Disability groups cautious over long-awaited bill
First published in December 2001, the bill was hastily withdrawn by the Government after it received severe criticism from the disability sector for failing to guarantee any of the rights it was claiming to offer.
Although the new version of the bill is understood to offer a form of access to the courts in order to guarantee rights, disability campaigners and groups last night remained cautious.
National Association for the Mentally Handicapped of Ireland (NAMHI) general secretary Deirdre Carroll said she was unsure how far the Government would go.
"We haven't seen anything yet. We're glad the time has finally arrived after two years and nine months. Hopefully, the public attention given to the issue will make the Government more cautious this time," she said.
However Ms Carroll warned that any resources put behind the bill would have to be substantial to address the huge inequalities suffered by the disabled.
"The ESRI report on poverty last week highlighted the small amount spent on social protection on people with disabilities. It was one of the lowest in Europe and we must look at the bill in that context too," she said.
Other groups, including the National Disability Authority, have also warned that a commitment to include an assessment of needs in the new legislation must be backed up by measures to ensure those needs are met and accompanied by adequate funding to do so.
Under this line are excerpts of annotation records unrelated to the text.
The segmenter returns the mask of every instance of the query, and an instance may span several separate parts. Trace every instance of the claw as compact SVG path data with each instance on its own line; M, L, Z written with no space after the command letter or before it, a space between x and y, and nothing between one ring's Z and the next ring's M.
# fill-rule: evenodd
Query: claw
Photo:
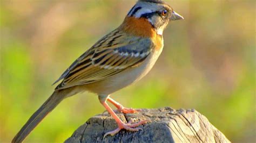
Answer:
M126 108L121 106L118 110L124 113L136 113L138 112L142 111L141 109L134 109L132 108Z
M146 123L147 123L146 120L142 120L138 123L132 124L130 123L128 123L128 124L122 123L122 124L119 125L118 127L116 128L116 130L112 131L110 131L110 132L108 132L106 133L103 136L103 139L107 135L111 135L111 136L115 135L116 134L118 133L122 129L125 129L126 130L133 131L133 132L137 132L137 131L139 131L139 130L143 131L143 129L142 129L142 128L136 127L140 125L146 124Z

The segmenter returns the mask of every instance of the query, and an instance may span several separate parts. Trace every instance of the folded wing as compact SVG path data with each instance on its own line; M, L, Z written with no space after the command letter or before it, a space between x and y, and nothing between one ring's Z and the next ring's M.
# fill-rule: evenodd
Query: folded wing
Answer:
M151 44L150 39L114 31L71 65L56 82L64 78L56 89L99 81L136 66L150 54Z

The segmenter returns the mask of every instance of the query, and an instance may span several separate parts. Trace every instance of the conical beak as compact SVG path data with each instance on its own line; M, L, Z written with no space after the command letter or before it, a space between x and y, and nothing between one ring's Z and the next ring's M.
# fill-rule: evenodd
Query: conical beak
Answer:
M170 19L172 20L176 20L179 19L184 19L184 18L181 15L179 15L176 12L173 11L172 16L171 17Z

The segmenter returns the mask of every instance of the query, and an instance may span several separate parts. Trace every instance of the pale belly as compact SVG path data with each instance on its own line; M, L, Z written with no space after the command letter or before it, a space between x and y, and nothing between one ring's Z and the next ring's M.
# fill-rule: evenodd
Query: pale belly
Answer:
M84 88L98 95L109 95L145 76L152 69L161 53L162 48L152 53L138 67L126 69L105 80L84 85Z

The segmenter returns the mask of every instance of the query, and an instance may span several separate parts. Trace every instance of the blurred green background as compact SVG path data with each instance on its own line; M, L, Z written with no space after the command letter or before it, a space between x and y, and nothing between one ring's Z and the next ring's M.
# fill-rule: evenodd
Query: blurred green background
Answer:
M142 81L113 94L125 106L193 108L234 142L255 135L254 1L166 1L185 20ZM0 142L10 142L72 62L121 24L136 1L1 1ZM93 94L64 100L26 142L64 141L104 109Z

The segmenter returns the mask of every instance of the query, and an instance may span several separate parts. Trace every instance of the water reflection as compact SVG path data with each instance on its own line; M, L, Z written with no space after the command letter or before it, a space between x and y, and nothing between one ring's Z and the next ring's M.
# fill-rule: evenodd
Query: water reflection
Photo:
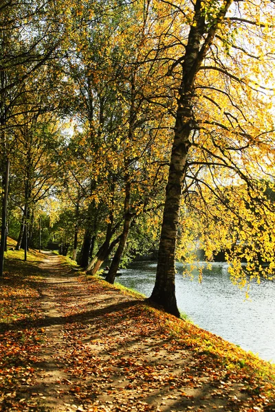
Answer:
M214 263L204 268L202 283L183 277L177 264L176 295L179 310L200 327L275 363L275 282L252 283L250 300L231 283L228 266ZM136 262L122 271L121 284L149 296L155 282L156 263Z

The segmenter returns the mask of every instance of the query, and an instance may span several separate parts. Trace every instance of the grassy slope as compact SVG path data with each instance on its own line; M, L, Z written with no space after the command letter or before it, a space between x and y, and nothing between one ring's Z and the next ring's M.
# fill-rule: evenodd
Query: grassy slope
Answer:
M8 248L14 246L14 241L9 240ZM31 385L32 364L35 363L36 355L43 342L43 331L32 328L32 321L43 316L39 306L43 279L37 266L43 258L42 254L30 251L28 262L25 262L23 251L9 250L6 253L5 275L0 285L2 302L0 309L0 411L25 410L23 402L22 408L16 403L18 400L14 393L19 385L24 385L25 382ZM72 265L72 261L64 258L64 262L66 262ZM104 285L107 289L113 288L104 280L93 279L91 283ZM125 288L121 293L131 293ZM141 311L140 316L144 318L148 318L150 312L153 323L162 333L170 336L175 345L195 352L200 360L200 367L204 371L209 371L214 377L223 380L243 382L254 395L256 404L262 407L271 404L275 405L274 365L191 323L177 319L158 309L142 305ZM12 324L15 322L18 324L19 321L21 321L20 330L12 327ZM135 321L137 327L142 323L142 319L135 319ZM2 409L1 402L6 405ZM8 409L5 409L7 404Z

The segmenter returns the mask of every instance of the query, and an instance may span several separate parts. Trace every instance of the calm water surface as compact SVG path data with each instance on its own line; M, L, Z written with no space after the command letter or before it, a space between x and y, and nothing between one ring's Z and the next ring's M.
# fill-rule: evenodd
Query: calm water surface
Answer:
M148 297L155 282L157 264L136 262L122 271L121 284ZM275 282L252 284L250 300L245 290L231 283L228 265L212 264L204 269L203 281L184 277L177 264L176 295L180 310L196 325L275 363Z

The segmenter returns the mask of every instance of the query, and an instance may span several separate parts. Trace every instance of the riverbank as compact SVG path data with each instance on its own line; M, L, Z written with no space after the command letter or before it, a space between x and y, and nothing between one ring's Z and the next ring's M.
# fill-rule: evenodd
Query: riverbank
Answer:
M270 363L62 257L8 254L0 410L275 410Z

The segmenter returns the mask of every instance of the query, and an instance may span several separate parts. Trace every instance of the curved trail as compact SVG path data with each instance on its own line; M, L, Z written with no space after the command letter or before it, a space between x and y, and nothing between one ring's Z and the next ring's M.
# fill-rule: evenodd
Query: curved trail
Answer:
M25 393L21 388L26 411L251 410L243 384L217 378L206 358L179 345L142 299L104 282L80 282L52 253L40 266L43 316L36 327L45 341L34 384ZM32 401L41 407L32 409Z

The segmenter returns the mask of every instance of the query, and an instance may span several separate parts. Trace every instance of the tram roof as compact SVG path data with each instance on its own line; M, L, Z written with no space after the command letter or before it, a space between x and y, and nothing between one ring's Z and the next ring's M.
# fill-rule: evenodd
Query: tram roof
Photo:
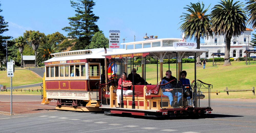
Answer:
M113 49L107 48L107 53L112 52L113 50ZM74 54L72 55L60 56L56 56L58 54L63 54L71 52L83 52L84 51L90 51L90 53L86 54ZM103 59L105 57L102 56L102 55L105 54L105 50L104 48L98 48L89 49L85 49L83 50L79 50L72 51L68 51L64 52L60 52L51 54L51 55L54 55L55 56L45 61L42 62L47 62L52 61L56 61L61 60L79 60L85 59Z
M157 47L120 50L118 50L118 49L115 49L115 50L113 50L112 52L107 52L106 54L104 54L103 56L106 56L123 54L161 52L207 52L209 51L209 50L206 49L196 49L193 48L175 48L172 46Z

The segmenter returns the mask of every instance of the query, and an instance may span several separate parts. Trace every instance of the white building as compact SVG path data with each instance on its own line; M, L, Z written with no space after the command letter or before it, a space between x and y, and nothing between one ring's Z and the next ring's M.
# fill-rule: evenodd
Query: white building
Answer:
M249 44L251 43L250 42L252 31L252 30L247 28L244 33L241 33L240 36L232 37L229 53L230 57L235 59L239 57L243 57L246 56L245 54L243 53L246 50L254 49L252 46ZM211 55L214 53L225 53L226 37L215 35L214 33L213 34L213 38L207 39L205 37L205 43L200 44L200 48L209 50L209 52L203 53L201 56L201 58L212 58ZM253 56L253 53L250 55L250 56Z

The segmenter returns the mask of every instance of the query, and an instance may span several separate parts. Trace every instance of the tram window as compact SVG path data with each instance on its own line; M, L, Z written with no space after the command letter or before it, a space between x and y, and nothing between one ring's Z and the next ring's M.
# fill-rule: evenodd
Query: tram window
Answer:
M89 67L89 76L93 77L100 76L100 70L98 65L90 65Z
M70 76L74 76L74 65L70 65Z
M148 43L143 44L143 48L150 48L151 47L151 43Z
M85 76L85 65L81 65L81 76Z
M50 72L50 67L46 67L46 77L49 77L49 73Z
M65 66L65 76L68 77L68 65Z
M133 49L133 45L126 45L126 49Z
M135 49L141 48L142 48L142 44L141 43L140 44L135 44Z
M51 67L51 77L53 77L54 76L54 67Z
M59 76L59 66L56 66L55 67L55 76Z
M64 66L61 65L60 67L60 76L63 77L64 76Z
M76 65L76 76L79 76L80 75L79 72L79 65Z
M152 47L160 47L160 42L153 42L152 43Z

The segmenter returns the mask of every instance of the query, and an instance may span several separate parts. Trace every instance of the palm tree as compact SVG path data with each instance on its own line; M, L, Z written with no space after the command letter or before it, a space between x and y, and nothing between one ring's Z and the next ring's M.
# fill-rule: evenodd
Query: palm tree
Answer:
M54 57L51 54L58 52L59 51L54 44L44 44L41 45L38 49L37 60L38 62L41 62Z
M187 5L184 7L189 13L183 13L180 16L183 20L180 22L184 22L179 27L182 32L184 32L185 38L191 39L195 36L195 40L196 41L197 46L196 48L200 49L200 39L206 37L212 37L212 31L210 29L209 15L205 13L208 10L209 6L204 10L205 5L202 2L201 5L198 2L196 4L190 3L190 5ZM202 66L200 56L197 58L197 66Z
M27 38L28 41L32 45L33 49L35 51L35 67L37 67L37 50L39 45L40 39L40 35L39 32L33 31L30 33L28 37Z
M226 36L225 62L223 66L230 65L230 43L232 36L240 36L245 30L247 18L242 7L244 5L239 1L233 4L233 0L221 0L212 9L211 22L212 29L215 35Z
M25 39L22 36L19 36L18 38L15 39L16 43L15 45L19 48L19 51L20 53L21 59L20 61L20 67L23 68L23 58L22 57L23 50L24 49L24 46L26 44L26 41Z
M247 22L249 25L251 24L253 29L256 29L256 1L255 0L246 0L249 1L246 3L249 4L245 9L248 12L249 17Z

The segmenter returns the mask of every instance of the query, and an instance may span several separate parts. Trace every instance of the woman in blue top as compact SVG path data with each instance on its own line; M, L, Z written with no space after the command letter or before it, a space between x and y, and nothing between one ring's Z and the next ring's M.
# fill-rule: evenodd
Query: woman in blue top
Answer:
M189 86L189 89L191 89L191 86L190 85L190 82L189 82L189 80L187 78L186 78L186 77L187 76L187 72L185 71L183 71L180 72L180 75L181 75L181 78L180 79L180 81L181 82L181 83L183 85L186 85L186 86ZM186 85L185 86L186 86ZM187 97L187 99L188 102L188 105L191 106L191 102L190 99L191 99L191 95L188 97ZM185 104L184 103L184 104Z

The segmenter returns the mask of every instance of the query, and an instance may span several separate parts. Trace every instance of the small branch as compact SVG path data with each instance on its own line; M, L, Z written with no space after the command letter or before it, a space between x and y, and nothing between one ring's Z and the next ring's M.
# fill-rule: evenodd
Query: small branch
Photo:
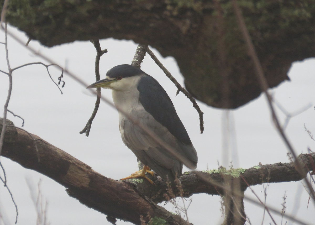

The minister responsible for the bill, Willie O'Dea, has already indicated that a commitment to multi-annual funding for the bill's implementation has been secured from the Department of Finance.
And tomorrow's bill is understood to include a three-pronged approach to guaranteeing rights culminating in a proposed tribunal system.
After a person's needs are assessed independently, a formal statement of those needs will be drafted and any need then provided for.
If still unhappy, a person could then go before a statutory tribunal run by the Department of Social and Family Affairs and onwards to the circuit courts if needs are still not met.
But speaking at the weekend Labour leader Pat Rabbitte predicted the bill would be "entirely devoid of any commitment to rights."
"Publication will be accompanied by a public relations barrage about extra money for the disability sector. A sector that has been starved of resources in recent years, to the point where most service providers have profound difficulties in dealing with extreme emergencies, will be bludgeoned into welcoming a bill that will fall far short of what people with disabilities have been promised for their long-term futures," he said.